Model migration consultation

yihp commented 2 months ago

Hi! Thanks for your contribution. It is an excellent piece of work!

My task language is Chinese. I have trained a Chinese tokenizer and trained it from scratch, but I have the following questions: Can I still use CheXbert metrics? I am still using monitor: val_report_chexbert_f1_macro for my training. Should I change to other monitor?

Thank you very much for your time and consideration. I eagerly look forward to your response.

anicolson commented 2 months ago

Hi @yihp,

Oof, unfortunately, I think you can only use CheXbert in English. Unless you can translate to English before evaluation? But you can certainly change monitor to something else.

yihp commented 2 months ago

OK, which monitor do you recommend for my Chinese task?

yihp commented 2 months ago

Hi @anicolson ,

I learned from your paper that CheXbert, RadGraph ER, and CXR-BERT were intended to capture the clinical semantic similarity between the generated and radiologist reports, but these models are for English tasks and I can't reuse them. BERTscore seems to be able to evaluate Chinese tasks.
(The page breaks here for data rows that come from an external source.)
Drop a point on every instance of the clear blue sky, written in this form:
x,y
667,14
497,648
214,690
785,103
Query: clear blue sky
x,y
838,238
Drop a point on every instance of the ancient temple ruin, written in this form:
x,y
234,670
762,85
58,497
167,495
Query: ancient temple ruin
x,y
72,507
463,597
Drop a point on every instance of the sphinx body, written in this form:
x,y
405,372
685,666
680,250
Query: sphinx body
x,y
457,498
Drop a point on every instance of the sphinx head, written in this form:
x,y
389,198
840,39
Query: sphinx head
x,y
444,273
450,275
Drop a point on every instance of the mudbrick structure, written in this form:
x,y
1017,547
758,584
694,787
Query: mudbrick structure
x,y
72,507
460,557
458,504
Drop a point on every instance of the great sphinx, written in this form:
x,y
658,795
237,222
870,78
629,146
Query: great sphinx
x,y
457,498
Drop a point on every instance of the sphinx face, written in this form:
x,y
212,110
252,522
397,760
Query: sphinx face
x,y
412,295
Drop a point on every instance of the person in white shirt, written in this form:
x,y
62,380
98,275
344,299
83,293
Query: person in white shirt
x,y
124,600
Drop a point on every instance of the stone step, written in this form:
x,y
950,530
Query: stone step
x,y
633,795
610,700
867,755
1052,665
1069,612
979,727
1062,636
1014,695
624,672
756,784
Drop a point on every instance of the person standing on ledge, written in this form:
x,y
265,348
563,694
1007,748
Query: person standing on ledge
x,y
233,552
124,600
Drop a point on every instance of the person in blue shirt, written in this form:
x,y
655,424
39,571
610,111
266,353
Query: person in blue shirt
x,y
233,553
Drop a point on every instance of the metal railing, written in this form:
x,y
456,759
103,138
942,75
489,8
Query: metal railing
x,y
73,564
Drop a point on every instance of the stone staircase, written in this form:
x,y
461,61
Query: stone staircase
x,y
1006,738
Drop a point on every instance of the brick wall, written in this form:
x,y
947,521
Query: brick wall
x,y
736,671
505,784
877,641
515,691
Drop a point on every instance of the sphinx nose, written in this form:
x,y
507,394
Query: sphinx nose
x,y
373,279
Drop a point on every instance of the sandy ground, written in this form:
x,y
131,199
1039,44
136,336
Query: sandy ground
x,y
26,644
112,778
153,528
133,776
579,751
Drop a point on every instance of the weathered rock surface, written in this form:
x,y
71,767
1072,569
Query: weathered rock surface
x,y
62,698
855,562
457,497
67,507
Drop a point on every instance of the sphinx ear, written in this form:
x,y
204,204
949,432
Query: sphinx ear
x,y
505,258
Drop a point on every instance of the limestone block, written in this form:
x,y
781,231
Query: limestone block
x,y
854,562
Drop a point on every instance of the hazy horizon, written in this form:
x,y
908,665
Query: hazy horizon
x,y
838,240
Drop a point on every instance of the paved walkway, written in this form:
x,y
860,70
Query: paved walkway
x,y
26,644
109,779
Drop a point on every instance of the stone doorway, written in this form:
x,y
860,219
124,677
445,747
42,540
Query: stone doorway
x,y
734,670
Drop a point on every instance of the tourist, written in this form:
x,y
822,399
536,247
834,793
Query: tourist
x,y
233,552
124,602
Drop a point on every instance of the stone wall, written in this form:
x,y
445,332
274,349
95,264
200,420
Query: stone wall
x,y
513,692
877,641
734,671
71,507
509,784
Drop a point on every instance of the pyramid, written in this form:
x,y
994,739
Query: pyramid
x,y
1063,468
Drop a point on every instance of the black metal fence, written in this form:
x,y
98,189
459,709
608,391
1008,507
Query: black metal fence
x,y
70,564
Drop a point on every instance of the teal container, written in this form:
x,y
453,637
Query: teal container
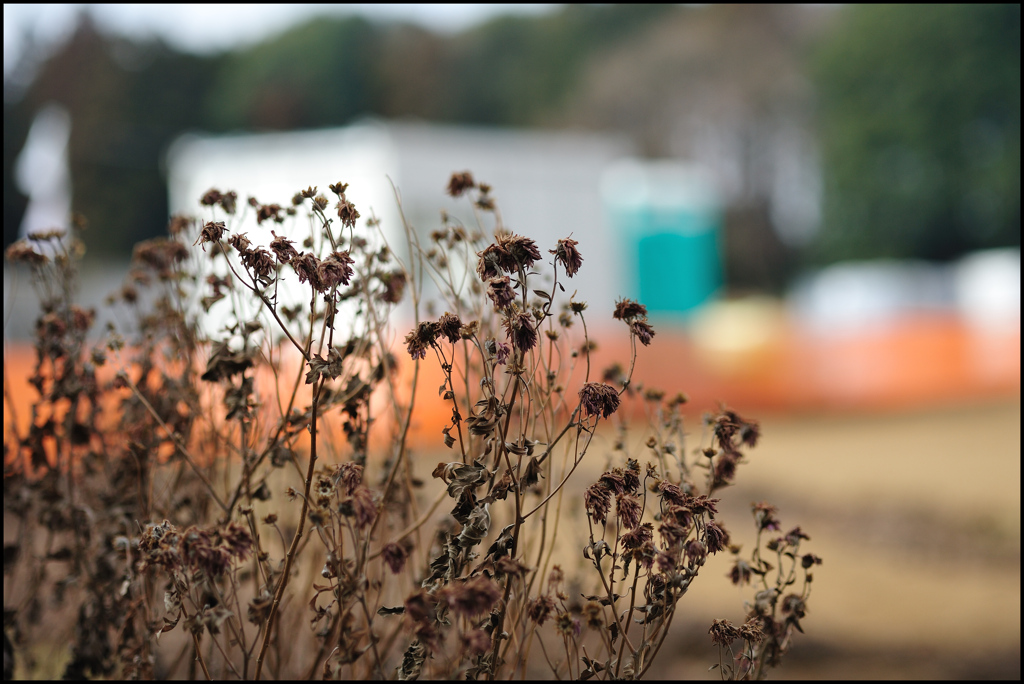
x,y
667,218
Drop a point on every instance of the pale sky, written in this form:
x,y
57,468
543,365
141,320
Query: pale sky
x,y
212,28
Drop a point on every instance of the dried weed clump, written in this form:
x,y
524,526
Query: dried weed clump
x,y
245,503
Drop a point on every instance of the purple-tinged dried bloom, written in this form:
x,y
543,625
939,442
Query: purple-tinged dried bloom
x,y
500,291
764,516
704,504
629,510
716,537
568,255
350,474
597,501
212,232
751,631
471,597
631,476
394,556
489,263
519,328
672,494
334,270
598,399
794,536
449,326
723,633
258,261
460,182
283,248
637,538
808,560
347,212
643,331
627,309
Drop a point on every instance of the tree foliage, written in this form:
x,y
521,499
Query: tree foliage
x,y
920,115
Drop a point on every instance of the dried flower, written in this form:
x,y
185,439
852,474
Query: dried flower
x,y
723,632
500,291
283,248
716,537
568,255
334,270
421,338
643,331
597,501
598,399
627,309
449,326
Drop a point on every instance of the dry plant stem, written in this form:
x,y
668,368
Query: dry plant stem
x,y
298,533
177,441
515,537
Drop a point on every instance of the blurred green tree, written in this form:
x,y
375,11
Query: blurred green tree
x,y
920,119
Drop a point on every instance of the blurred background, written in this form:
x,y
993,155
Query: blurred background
x,y
819,205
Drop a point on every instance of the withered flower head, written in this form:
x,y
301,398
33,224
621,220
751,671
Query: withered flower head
x,y
643,331
522,251
491,259
751,631
598,399
500,291
240,242
637,537
519,328
460,182
347,213
305,266
716,538
764,515
627,309
723,632
394,556
269,211
449,326
334,270
259,261
472,597
349,474
211,198
283,248
597,501
419,339
568,255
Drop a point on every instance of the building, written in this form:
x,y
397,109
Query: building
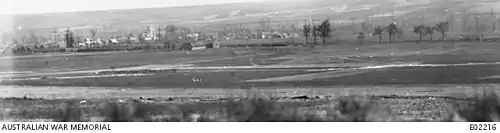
x,y
213,44
198,45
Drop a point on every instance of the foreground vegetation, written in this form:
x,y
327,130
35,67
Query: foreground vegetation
x,y
482,107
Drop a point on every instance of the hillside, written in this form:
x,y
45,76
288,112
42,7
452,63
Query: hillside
x,y
212,17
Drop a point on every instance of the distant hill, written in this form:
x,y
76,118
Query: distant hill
x,y
213,17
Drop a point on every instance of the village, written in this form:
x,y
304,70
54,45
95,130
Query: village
x,y
152,38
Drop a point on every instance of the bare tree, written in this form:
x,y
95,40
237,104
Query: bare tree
x,y
325,30
33,39
429,31
263,23
306,29
315,32
420,31
93,32
70,40
391,31
378,31
442,27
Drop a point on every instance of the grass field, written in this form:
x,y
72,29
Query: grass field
x,y
298,94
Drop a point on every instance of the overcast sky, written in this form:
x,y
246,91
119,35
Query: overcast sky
x,y
52,6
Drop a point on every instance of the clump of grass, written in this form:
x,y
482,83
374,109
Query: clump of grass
x,y
125,112
483,107
68,112
360,109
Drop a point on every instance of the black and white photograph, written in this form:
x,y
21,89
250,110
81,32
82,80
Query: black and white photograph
x,y
249,61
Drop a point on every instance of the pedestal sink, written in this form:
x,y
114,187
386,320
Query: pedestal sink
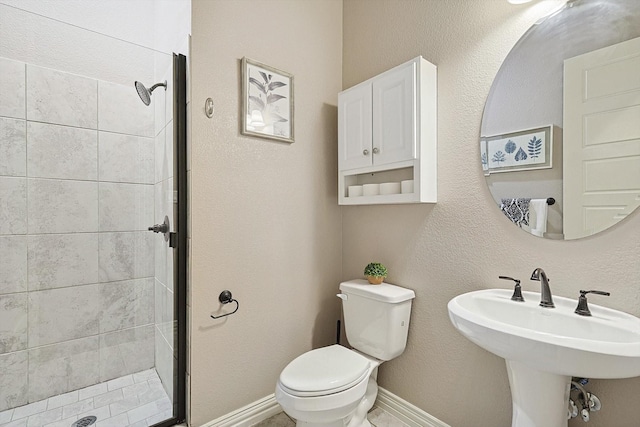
x,y
544,347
Then I have the following questions:

I can use BERTScore as the semantic similarity reward, but the results in your paper are not very good, and the effect of CXR-BERT is very good
Because CheXbert is only applicable to English tasks, I have to change the monitor: 'val_report_chexbert_f1_macro', do you have any suggestions for the choice of monitor? BERTscore, CIDEr, ROUGE-L, or BLEU-4?

anicolson commented 2 months ago

Hi @yihp,

I am not quite sure to be honest. Maybe you could use a Chinese BERT for BERTScore? You could modify here as such: https://github.com/aehrc/cxrmate/blob/820607a5511b9cb4131b09713c32655e7d9cbb03/tools/metrics/bertscore.py#L84

Here are those options you mentioned for monitor:

val_report_bertscore_f1
val_report_nlg_bleu_4
val_report_nlg_cider
val_report_nlg_rouge

I pushed bertscore to the repo as well.

yihp commented 2 months ago

Hi @anicolson ,

Thank you very much for your reply. You use val_report_chexbert_f1_macro as monitor. I would like to ask you about the specific process. Are you use the trained cxrmate model to generate radiology reports, then let the chexbert model predict the labels (14 categories), and then calculate the chexbert_f1 value with the actual labels.

Is this the process?

anicolson commented 2 months ago

Hi @yihp,

So during validation/testing, the model will generate a report. Then, the generated report and the radiologist report are passed through chexbert (giving the chexbert labels for each). Classification scores are then calculated between the chexbert labels of the generated and radiologist reports.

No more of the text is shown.